Chile se encuentra en una encrucijada política de profundas raíces culturales. La reñida segunda vuelta electoral que se disputará el 17 de diciembre entre el expresidente Sebastián Piñera y el senador Alejandro Guiller confirma que el "consenso chileno" ya no existe.
Chile supo despegarse del pelotón latinoamericano de comportamiento económico y social mediocre gracias a gobiernos demócrata-cristianos como el de Patricio Aylwin y Eduardo Frei, gobiernos socialistas como los de Ricardo Lagos y Michelle Bachelet I y el de Renovación Nacional de Sebastián Piñera.
Hasta el actual gobierno de Bachelet, que desandó no solo el rumbo que siguió Chile desde la restauración democrática, sino a su propio primer gobierno, el modelo chileno logró un crecimiento económico sin precedentes en la región y una disminución formidable de la pobreza. El principal factor de ese crecimiento fue la libertad económica, vale decir, impuestos razonables, apertura de mercados, una frenética búsqueda de tratados de libre comercio, una macroeconomía estable sustentada en un Banco Central independiente, y una regla fiscal que se cumplía, entre otros.
Sin embargo, Chile, como avergonzado de su propio éxito, empezó a meter marcha atrás durante el segundo gobierno de Bachelet. Salvo en inserción internacional, donde se mantiene y se sigue ampliando la apertura, se verifica que en los temas internos el avance del Estado ha sido feroz, con lógicas consecuencias paralizantes.
En la última elección un sector de izquierda radical, que defiende un sistema tributario confiscatorio y la eliminación lisa y llana de las AFP, obtuvo el 20% de los votos, matando a la vieja Concertación que ya había sido herida por Bachelet.
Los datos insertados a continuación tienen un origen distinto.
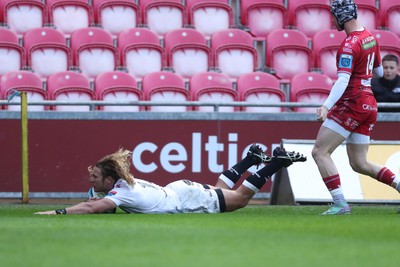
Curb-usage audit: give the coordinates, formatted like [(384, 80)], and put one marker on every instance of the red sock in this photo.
[(332, 182), (385, 176)]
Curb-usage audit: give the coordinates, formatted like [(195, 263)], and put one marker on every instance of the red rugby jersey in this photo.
[(359, 53)]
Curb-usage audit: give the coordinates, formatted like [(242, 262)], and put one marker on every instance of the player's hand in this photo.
[(322, 112), (49, 212)]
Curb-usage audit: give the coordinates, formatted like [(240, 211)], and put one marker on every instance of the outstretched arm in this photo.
[(98, 206)]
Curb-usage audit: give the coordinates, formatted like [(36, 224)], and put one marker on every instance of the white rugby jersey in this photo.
[(144, 197)]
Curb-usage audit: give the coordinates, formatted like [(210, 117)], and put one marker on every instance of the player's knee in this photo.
[(357, 165), (316, 153)]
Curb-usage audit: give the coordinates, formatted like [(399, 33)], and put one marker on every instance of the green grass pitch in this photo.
[(259, 235)]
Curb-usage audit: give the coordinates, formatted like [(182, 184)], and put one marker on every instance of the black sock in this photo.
[(257, 180), (231, 176)]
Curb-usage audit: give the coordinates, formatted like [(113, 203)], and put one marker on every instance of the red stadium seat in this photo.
[(116, 16), (325, 45), (163, 16), (94, 51), (165, 87), (390, 15), (260, 87), (310, 88), (23, 81), (187, 52), (12, 54), (368, 14), (68, 16), (69, 86), (141, 52), (21, 16), (212, 87), (263, 16), (117, 86), (234, 52), (310, 16), (209, 16), (288, 53), (47, 51)]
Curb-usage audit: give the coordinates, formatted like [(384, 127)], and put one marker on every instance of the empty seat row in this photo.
[(116, 16), (206, 87), (312, 16), (185, 51)]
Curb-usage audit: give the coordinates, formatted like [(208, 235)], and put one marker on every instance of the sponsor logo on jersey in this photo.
[(345, 61), (369, 107), (368, 39), (347, 50), (369, 45), (112, 193)]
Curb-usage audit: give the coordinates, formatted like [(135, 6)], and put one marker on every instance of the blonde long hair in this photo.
[(117, 165)]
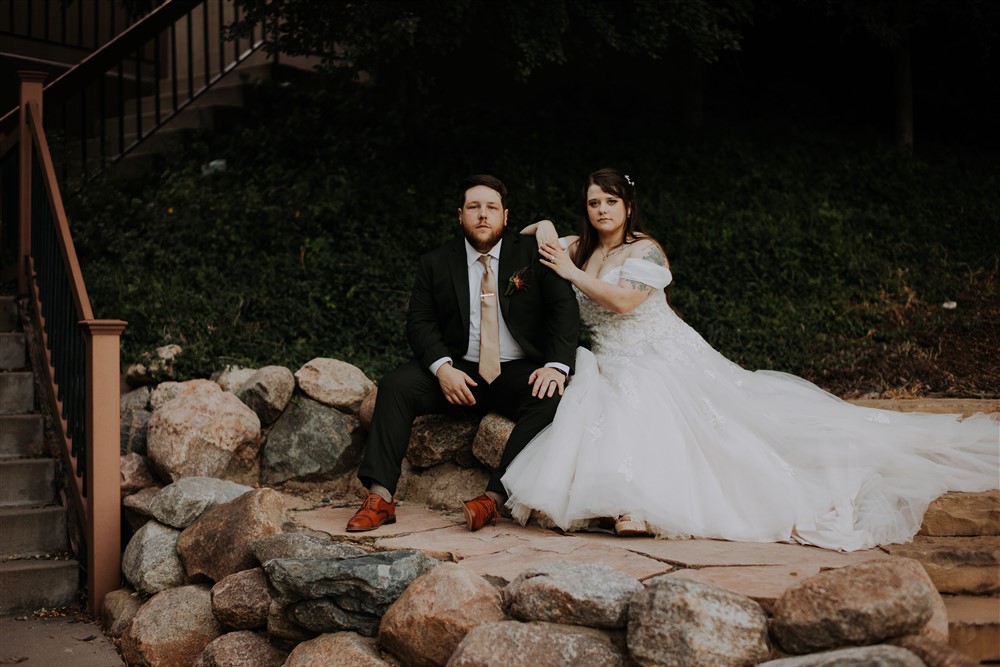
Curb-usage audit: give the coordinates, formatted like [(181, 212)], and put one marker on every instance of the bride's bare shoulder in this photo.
[(647, 248)]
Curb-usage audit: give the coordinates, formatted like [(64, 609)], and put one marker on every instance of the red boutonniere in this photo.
[(516, 282)]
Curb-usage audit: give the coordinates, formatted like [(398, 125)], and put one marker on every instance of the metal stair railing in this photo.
[(175, 54), (81, 354), (75, 24)]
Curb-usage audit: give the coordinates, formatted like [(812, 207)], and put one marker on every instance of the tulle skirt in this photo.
[(709, 449)]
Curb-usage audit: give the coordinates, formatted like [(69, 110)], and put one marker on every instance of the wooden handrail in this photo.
[(97, 63), (95, 496), (66, 247)]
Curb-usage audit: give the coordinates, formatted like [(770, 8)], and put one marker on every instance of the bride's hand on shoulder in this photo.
[(557, 259), (544, 232)]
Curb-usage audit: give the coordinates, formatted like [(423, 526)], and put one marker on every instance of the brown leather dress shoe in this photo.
[(373, 513), (479, 511)]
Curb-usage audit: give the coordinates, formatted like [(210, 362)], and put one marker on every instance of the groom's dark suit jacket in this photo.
[(543, 316)]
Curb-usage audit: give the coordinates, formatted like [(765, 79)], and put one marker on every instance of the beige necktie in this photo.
[(489, 324)]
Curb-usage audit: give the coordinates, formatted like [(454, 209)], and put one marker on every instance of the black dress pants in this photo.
[(410, 390)]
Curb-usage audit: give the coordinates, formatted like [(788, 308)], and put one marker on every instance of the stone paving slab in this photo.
[(961, 565), (944, 406), (409, 519), (455, 543), (74, 640), (506, 565), (713, 553), (762, 583), (974, 626)]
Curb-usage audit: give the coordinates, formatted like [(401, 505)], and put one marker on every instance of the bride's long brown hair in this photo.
[(614, 183), (618, 184)]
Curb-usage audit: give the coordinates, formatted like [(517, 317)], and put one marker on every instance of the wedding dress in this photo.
[(658, 425)]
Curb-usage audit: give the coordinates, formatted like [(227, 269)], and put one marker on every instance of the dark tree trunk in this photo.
[(903, 76), (692, 90)]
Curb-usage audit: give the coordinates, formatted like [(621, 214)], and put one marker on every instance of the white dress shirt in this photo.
[(509, 349)]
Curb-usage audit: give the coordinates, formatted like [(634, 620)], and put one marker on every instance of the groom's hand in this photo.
[(455, 385), (546, 382)]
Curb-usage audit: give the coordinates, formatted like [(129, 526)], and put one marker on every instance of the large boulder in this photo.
[(571, 592), (676, 621), (204, 431), (179, 504), (432, 616), (134, 474), (302, 545), (135, 507), (864, 656), (333, 594), (837, 608), (437, 439), (150, 562), (516, 644), (311, 442), (334, 383), (268, 391), (956, 565), (232, 378), (171, 629), (443, 487), (240, 649), (343, 649), (117, 611), (491, 439), (219, 542), (241, 600)]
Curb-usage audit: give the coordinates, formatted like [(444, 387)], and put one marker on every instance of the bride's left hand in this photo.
[(557, 259)]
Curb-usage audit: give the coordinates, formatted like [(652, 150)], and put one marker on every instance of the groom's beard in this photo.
[(482, 239)]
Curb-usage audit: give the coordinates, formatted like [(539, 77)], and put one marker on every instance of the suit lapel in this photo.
[(459, 270), (507, 267)]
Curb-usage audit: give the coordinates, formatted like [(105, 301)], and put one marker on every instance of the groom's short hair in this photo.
[(481, 179)]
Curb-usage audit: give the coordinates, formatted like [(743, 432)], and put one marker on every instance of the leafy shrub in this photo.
[(791, 249)]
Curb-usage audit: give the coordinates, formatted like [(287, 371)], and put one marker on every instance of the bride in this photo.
[(663, 432)]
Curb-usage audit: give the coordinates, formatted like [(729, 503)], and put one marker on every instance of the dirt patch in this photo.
[(930, 351)]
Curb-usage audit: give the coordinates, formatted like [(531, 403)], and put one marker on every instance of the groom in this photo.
[(491, 330)]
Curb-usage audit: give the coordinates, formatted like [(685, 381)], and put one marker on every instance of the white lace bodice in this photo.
[(651, 326)]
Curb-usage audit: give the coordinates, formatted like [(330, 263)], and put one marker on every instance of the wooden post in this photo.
[(103, 463), (31, 92)]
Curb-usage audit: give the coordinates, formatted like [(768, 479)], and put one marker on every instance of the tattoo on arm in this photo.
[(638, 286)]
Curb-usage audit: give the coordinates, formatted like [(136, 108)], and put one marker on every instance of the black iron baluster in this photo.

El intelectual chileno Axel Kaiser hace una década advirtió a los chilenos del problema que podían enfrentar en un futuro no muy lejano: dar la prosperidad de hecho sin defender las bases culturales que le dan sustento, es un suicidio y no está lejos de tener razón.
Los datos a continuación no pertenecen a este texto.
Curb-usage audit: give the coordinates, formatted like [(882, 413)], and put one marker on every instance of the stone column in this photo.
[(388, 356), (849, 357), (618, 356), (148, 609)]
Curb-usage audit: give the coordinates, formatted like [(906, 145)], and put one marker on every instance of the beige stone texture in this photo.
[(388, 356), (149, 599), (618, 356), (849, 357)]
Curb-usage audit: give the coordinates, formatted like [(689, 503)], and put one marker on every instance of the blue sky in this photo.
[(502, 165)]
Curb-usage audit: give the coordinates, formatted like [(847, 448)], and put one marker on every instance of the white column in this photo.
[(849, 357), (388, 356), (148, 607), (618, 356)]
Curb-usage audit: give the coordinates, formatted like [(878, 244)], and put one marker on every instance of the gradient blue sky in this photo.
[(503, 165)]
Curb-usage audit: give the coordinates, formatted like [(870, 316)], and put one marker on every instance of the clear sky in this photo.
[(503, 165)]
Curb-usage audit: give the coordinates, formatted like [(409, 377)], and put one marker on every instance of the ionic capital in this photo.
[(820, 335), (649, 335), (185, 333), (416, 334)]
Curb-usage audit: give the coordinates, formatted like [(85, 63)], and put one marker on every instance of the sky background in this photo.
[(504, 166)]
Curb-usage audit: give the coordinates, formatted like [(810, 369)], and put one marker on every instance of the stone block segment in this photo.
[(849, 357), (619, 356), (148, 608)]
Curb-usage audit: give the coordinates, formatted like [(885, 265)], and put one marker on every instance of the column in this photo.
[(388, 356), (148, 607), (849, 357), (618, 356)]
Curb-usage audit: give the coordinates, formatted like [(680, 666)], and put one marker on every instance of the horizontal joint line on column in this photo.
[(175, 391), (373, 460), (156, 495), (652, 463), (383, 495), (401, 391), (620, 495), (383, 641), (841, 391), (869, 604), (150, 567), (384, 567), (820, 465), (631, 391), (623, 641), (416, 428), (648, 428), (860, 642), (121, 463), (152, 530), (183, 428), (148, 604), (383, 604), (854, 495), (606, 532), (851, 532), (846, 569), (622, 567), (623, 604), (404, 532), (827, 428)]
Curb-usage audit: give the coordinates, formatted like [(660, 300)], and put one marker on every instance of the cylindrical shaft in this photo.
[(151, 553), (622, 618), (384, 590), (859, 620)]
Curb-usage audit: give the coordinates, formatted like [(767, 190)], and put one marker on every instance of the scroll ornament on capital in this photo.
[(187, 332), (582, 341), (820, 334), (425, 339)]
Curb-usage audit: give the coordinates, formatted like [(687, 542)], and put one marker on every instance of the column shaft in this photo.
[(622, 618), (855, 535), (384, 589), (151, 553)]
El progreso generado por la libertad económica no se autosustenta, es necesario una defensa férrea de las ideas que lo hacen posible y si esta tarea intelectual no se lleva adelante la consecuencia puede ser el retroceso. Chile comenzó a destruir los pilares que forjaron sus logros, pero no está perdido. Un triunfo de Piñera le puede dar el oxígeno que hoy le falta, pero aún en ese escenario la batalla está lejos de estar ganada. Si no se logra dar una batalla cultural de magnitud con el apoyo de una buena parte de la población que esté dispuesta a comprometerse en esta tarea, la victoria será efímera.
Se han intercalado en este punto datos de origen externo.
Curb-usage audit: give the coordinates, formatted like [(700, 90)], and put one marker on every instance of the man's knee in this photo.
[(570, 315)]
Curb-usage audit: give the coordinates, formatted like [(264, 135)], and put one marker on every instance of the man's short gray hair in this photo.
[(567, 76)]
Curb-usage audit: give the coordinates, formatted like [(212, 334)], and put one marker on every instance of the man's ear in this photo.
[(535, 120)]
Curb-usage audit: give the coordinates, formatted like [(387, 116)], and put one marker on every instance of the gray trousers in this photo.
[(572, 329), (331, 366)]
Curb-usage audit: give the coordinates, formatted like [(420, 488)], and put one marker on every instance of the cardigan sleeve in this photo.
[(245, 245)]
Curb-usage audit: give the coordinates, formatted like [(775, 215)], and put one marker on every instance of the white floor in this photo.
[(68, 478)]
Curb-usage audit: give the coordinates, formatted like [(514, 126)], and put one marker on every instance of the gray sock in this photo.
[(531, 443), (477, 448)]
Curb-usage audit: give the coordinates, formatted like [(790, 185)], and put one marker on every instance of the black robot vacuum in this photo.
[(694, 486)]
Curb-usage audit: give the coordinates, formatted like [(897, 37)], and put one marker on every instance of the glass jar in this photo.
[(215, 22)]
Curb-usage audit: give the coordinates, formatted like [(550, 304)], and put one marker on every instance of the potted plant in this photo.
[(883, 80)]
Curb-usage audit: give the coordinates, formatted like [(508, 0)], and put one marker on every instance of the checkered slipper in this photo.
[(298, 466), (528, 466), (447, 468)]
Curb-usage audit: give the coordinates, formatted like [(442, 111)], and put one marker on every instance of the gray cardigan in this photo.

El amable lector uruguayo puede estar pensando que estos dilemas están lejos de nuestras preocupaciones porque nuestro país no se encuentra desandando un camino exitoso, sino que más bien sufrimos el consenso uruguayo, basado en la adoración del statu quo, en que cambiar el sistema como los docentes eligen las horas en los centros de estudios, se vuelve una tarea revolucionaria e inviable. Ni hablemos de reformar el Estado o de firmar un tratado de libre comercio. Aunque los puntos de partida son distintos la batalla es la misma. Los chilenos están dejando de creer en la libertad y lo están sufriendo. Si nosotros no empezamos a creer en la libertad, no tendremos futuro.